One of the compromises necessitated by the Volt's powertrain is seating for four occupants rather than the normal five - the T-shaped battery pack takes up the space normally occupied by the rear middle seat. Otherwise, the Volt's interior is small but fairly conventional in an intentional move to make the transition from gas-powered vehicles to the Volt less dramatic.
The center stack features a 7-inch touch screen that functions as both a navigation unit and a vehicle information display point. The climate controls are touch-sensitive, and relatively few traditional push buttons or turning knobs populate the dashboard. The digital instrument cluster is futuristic but easily decipherable and features a display that aids in building efficient driving habits.
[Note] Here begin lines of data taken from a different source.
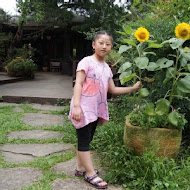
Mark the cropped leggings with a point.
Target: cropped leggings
(85, 136)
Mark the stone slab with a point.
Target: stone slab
(18, 109)
(36, 150)
(67, 168)
(35, 134)
(7, 104)
(47, 107)
(16, 178)
(17, 158)
(76, 184)
(40, 119)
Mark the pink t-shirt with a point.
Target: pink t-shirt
(94, 92)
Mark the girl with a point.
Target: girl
(89, 103)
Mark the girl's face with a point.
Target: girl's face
(102, 46)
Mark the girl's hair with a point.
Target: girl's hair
(102, 32)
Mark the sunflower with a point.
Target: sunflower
(142, 34)
(182, 31)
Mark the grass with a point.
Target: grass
(146, 172)
(11, 121)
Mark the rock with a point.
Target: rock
(39, 119)
(34, 134)
(14, 178)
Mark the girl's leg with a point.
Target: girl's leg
(84, 161)
(85, 136)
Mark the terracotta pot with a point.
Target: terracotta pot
(45, 69)
(165, 142)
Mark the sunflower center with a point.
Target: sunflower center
(183, 32)
(142, 35)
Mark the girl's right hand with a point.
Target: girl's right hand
(77, 113)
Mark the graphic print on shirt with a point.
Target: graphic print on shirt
(94, 87)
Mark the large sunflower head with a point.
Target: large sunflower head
(182, 31)
(142, 34)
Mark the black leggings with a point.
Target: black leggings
(85, 136)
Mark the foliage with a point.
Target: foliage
(177, 71)
(136, 172)
(22, 67)
(163, 9)
(27, 8)
(98, 15)
(151, 117)
(113, 57)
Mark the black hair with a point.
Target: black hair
(102, 32)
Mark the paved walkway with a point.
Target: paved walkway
(22, 177)
(47, 87)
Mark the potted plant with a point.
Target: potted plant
(45, 66)
(156, 126)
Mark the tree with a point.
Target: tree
(28, 9)
(97, 14)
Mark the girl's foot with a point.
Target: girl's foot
(96, 182)
(79, 173)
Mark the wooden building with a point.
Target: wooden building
(55, 44)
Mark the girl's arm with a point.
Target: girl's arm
(77, 112)
(122, 90)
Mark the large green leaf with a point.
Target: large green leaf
(173, 118)
(146, 53)
(164, 63)
(149, 109)
(152, 66)
(187, 67)
(162, 106)
(183, 61)
(175, 42)
(143, 92)
(184, 84)
(130, 42)
(141, 62)
(127, 78)
(185, 53)
(154, 45)
(124, 74)
(170, 73)
(124, 67)
(124, 48)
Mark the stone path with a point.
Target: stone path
(21, 177)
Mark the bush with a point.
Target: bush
(22, 67)
(136, 172)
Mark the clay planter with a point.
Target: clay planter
(165, 142)
(45, 69)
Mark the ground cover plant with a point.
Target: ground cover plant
(132, 172)
(11, 121)
(138, 172)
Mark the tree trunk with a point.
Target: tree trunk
(17, 38)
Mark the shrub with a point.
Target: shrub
(22, 67)
(136, 172)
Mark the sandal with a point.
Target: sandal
(81, 173)
(95, 183)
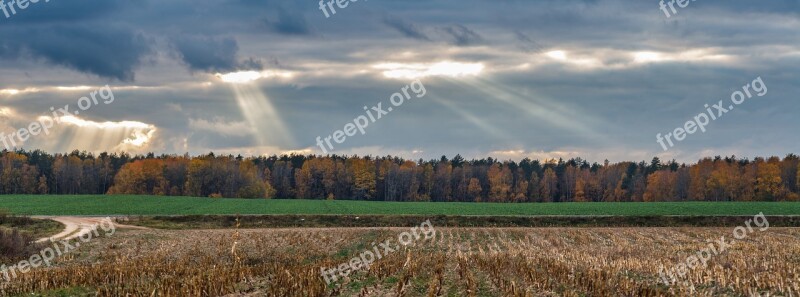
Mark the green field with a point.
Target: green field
(159, 205)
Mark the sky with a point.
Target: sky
(597, 79)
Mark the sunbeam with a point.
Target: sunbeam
(261, 115)
(556, 115)
(478, 122)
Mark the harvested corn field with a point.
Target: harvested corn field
(452, 262)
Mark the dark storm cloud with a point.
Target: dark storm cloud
(108, 52)
(406, 28)
(628, 103)
(210, 54)
(290, 23)
(462, 36)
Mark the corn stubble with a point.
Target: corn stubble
(456, 262)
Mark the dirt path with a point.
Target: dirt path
(77, 226)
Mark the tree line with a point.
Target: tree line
(396, 179)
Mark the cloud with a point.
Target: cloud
(290, 23)
(106, 52)
(208, 54)
(407, 29)
(463, 36)
(219, 126)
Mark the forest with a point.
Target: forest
(396, 179)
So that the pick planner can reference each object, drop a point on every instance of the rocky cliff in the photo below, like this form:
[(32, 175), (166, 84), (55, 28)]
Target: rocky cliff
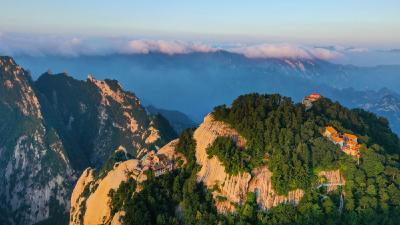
[(90, 201), (228, 190), (53, 128), (233, 189), (35, 171)]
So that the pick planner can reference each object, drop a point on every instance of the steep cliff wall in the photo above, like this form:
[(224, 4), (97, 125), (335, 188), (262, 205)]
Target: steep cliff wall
[(233, 189)]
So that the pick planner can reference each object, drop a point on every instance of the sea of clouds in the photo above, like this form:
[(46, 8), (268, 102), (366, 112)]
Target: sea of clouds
[(70, 46)]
The Volt's hatchback design is useful for loading cargo, but the trunk area only contains 10.6 cubic feet of stowage space - a function of space taken up by the battery pack as well as the car's sloping roofline.
Outside, the Volt's styling is mostly dictated by aerodynamics. A normal-looking grille is actually closed upon further inspection - its present for looks but isn't actually needed to help with cooling.
Standard and Optional Features
Standard features on the Volt include a keyless ignition/entry system, remote start, automatic climate control, cruise control, a tilt-and-telescoping steering wheel, cBluetooth, OnStar with turn-by-turn navigation, MyLink includes Bluetooth smartphone integration, a six-speaker AM/FM/CD sound system with an iPod jack and a touchscreen interface.
The options list includes a navigation system with voice commands, real-time traffic updates and 30 GB of music storage space and a Bose premium audio system. The Premium Trim package includes leather upholstery, heated front seats and a leather steering wheel, while the Rear Camera and Park Assist package brings a rearview camera along with front and rear parking sensors.
New interior accent colors include white and spiced red, while Summit White and Blue Topaz Metallic have been added to the exterior palette.
Every Volt comes standard with dual front and side airbags, dual front and rear head airbags and traction and stability control systems.
Those looking for an ultra-green alternative to the Volt with bleeding-edge technology should consider all-electric cars like the Nissan Leaf, Mitsubishi i and Ford Focus Electric as well as the upcoming Ford Fusion Energi plug-in hybrid.